I knew the handyman better than just that one remark of his. I knew a little more of his context. He told me how growing up in the Carolinas sixty years previously, the adults in his family had instructed him in the social mores of the place. They had told him that he was always to address white people as “Mr. And Mrs …..,” but that he should address black people by their first names only. He had been the child of his father’s second marriage. When his father’s first wife had died at the age of twenty-one, after having given birth to the couple’s third child – his father had married a fourteen-year-old Cherokee woman although she didn’t reveal her Cherokee ancestry until years later because she was deeply ashamed of her non-White status. She promptly started to have children, one of whom was the handyman.

The handyman spoke highly of his father, mostly because his father had tried to bring him and his siblings up strictly according to the Bible. When his father had caught him and his brother playing during the time they should have been reading the Bible, the man had taken them out behind the barn and beaten them to a fare-thee-well with a chain. His younger brother had received a bad head injury in the process and had always been a little “slow” after that. But still the handyman respected his father for making such valiant efforts to set them on the straight and narrow. Later on, his sister had tried to poison their father because he was always “messing” with her. But the handyman thought his sister’s reaction had been extreme. He said all the fathers he knew back then had been likely to “mess with their daughters.” It was just the way of things.

Talk about mean streets! If black rappers have the right to make vicious, prejudiced remarks because of the hard way they and their people have come – it would seem my handyman might also qualify for such dispensation. But the point is certainly not to fight for the right to make prejudiced remarks. The point is that not all the prejudice we need to fight against is the kind of prejudice that has been so roundly defined and targeted over the last decades. When civil rights leaders say that we still have a long way to go in conquering prejudice – they’re right. But there’s a lot of prejudice that few people have even begun to recognize, much less started to address in their lamentations.

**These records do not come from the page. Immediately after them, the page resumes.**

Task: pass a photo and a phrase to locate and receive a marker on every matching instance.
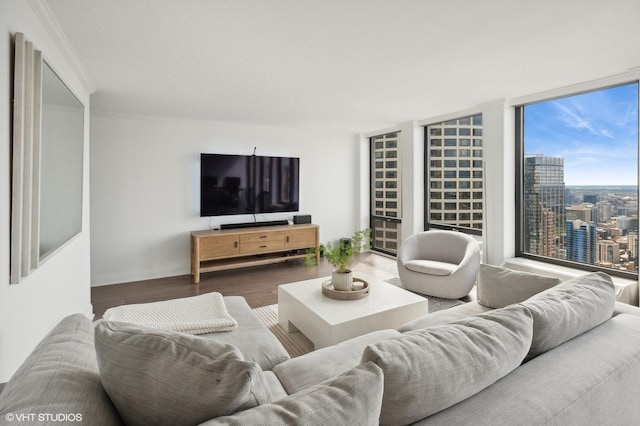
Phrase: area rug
(297, 344)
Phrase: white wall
(145, 183)
(61, 285)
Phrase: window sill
(626, 289)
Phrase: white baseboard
(100, 280)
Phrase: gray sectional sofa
(529, 351)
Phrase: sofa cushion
(353, 398)
(428, 370)
(431, 267)
(569, 309)
(318, 366)
(593, 379)
(499, 287)
(164, 377)
(61, 376)
(444, 316)
(253, 338)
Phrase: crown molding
(46, 16)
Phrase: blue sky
(596, 133)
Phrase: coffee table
(326, 321)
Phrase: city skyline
(596, 133)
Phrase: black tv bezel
(254, 206)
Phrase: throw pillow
(353, 398)
(164, 377)
(569, 309)
(428, 370)
(499, 287)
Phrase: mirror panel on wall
(61, 155)
(47, 162)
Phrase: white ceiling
(345, 65)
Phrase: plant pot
(342, 281)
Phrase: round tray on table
(360, 289)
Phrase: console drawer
(261, 246)
(262, 237)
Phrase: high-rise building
(455, 172)
(604, 211)
(544, 193)
(581, 241)
(582, 212)
(608, 253)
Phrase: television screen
(248, 184)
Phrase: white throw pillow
(428, 370)
(163, 377)
(499, 287)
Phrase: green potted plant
(340, 256)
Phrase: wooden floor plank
(257, 284)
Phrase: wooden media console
(217, 250)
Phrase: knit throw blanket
(206, 313)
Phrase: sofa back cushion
(428, 370)
(499, 287)
(569, 309)
(60, 377)
(353, 398)
(164, 377)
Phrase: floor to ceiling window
(577, 189)
(386, 193)
(454, 175)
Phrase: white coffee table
(326, 321)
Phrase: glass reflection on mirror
(61, 158)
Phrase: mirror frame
(26, 162)
(27, 86)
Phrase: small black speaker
(301, 218)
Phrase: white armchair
(439, 263)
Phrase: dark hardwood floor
(258, 284)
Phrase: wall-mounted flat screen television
(248, 184)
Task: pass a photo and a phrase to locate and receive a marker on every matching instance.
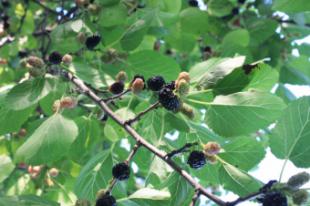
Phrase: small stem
(195, 198)
(242, 199)
(199, 102)
(110, 99)
(181, 150)
(129, 158)
(282, 169)
(45, 7)
(138, 117)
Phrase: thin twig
(242, 199)
(110, 99)
(182, 149)
(141, 114)
(79, 83)
(46, 7)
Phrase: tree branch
(141, 114)
(129, 158)
(79, 83)
(195, 198)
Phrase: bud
(212, 159)
(121, 76)
(298, 180)
(68, 103)
(137, 85)
(300, 197)
(82, 203)
(188, 111)
(34, 61)
(53, 172)
(56, 106)
(211, 148)
(182, 87)
(81, 37)
(67, 59)
(185, 76)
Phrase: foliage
(231, 62)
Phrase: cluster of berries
(120, 171)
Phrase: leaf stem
(141, 114)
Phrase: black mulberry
(106, 200)
(117, 87)
(92, 41)
(55, 58)
(169, 100)
(121, 171)
(196, 159)
(155, 83)
(193, 3)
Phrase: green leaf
(26, 200)
(219, 8)
(149, 193)
(50, 142)
(208, 73)
(12, 120)
(244, 112)
(6, 167)
(89, 133)
(290, 138)
(239, 37)
(264, 78)
(94, 176)
(294, 6)
(261, 30)
(243, 152)
(29, 92)
(113, 15)
(238, 181)
(151, 63)
(180, 189)
(194, 21)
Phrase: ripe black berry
(273, 199)
(55, 58)
(247, 68)
(235, 11)
(106, 200)
(117, 87)
(5, 17)
(193, 3)
(92, 41)
(121, 171)
(170, 85)
(196, 159)
(168, 99)
(5, 3)
(155, 83)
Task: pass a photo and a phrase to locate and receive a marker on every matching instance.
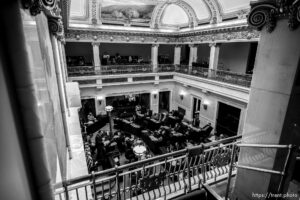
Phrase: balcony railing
(218, 75)
(162, 176)
(81, 70)
(231, 77)
(125, 69)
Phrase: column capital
(267, 13)
(192, 45)
(214, 44)
(95, 43)
(155, 45)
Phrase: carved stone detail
(268, 12)
(215, 11)
(195, 37)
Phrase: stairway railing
(162, 176)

Again, the goal should not be to condone any sort of prejudice against minorities, but neither should our goal be to simply assume a high-and-mighty sense of superiority over someone who is struggling against ignorance and a bleak family background. If we judge people based on one snippet we hear issue from them, we do the very thing we inveigh against. If we in effect say to them, “Step off the sidewalk when I walk by. I, in all my glory, am superior and have the right-of-way,” we are hardly better than the many prejudiced white people who have come to symbolize southern society in the 1930’s. We are in effect becoming our own sort of clansmen.

Rather than immediately putting anyone in his place because of an errant remark or because of a perceived lifestyle that we reflexively dislike, we should strive to know that person more fully. Whether that person is black, white, a woman, Jewish, fat, gay, old, a teenager, a prostitute, a maid, a redneck, a Wall Street broker, or a bus driver – we shouldn’t give ourselves a cheap shot of self-satisfaction with a display of disapproval and distancing. Rather we should eagerly approach that person with a sense that a new adventure in knowing the human spirit awaits us.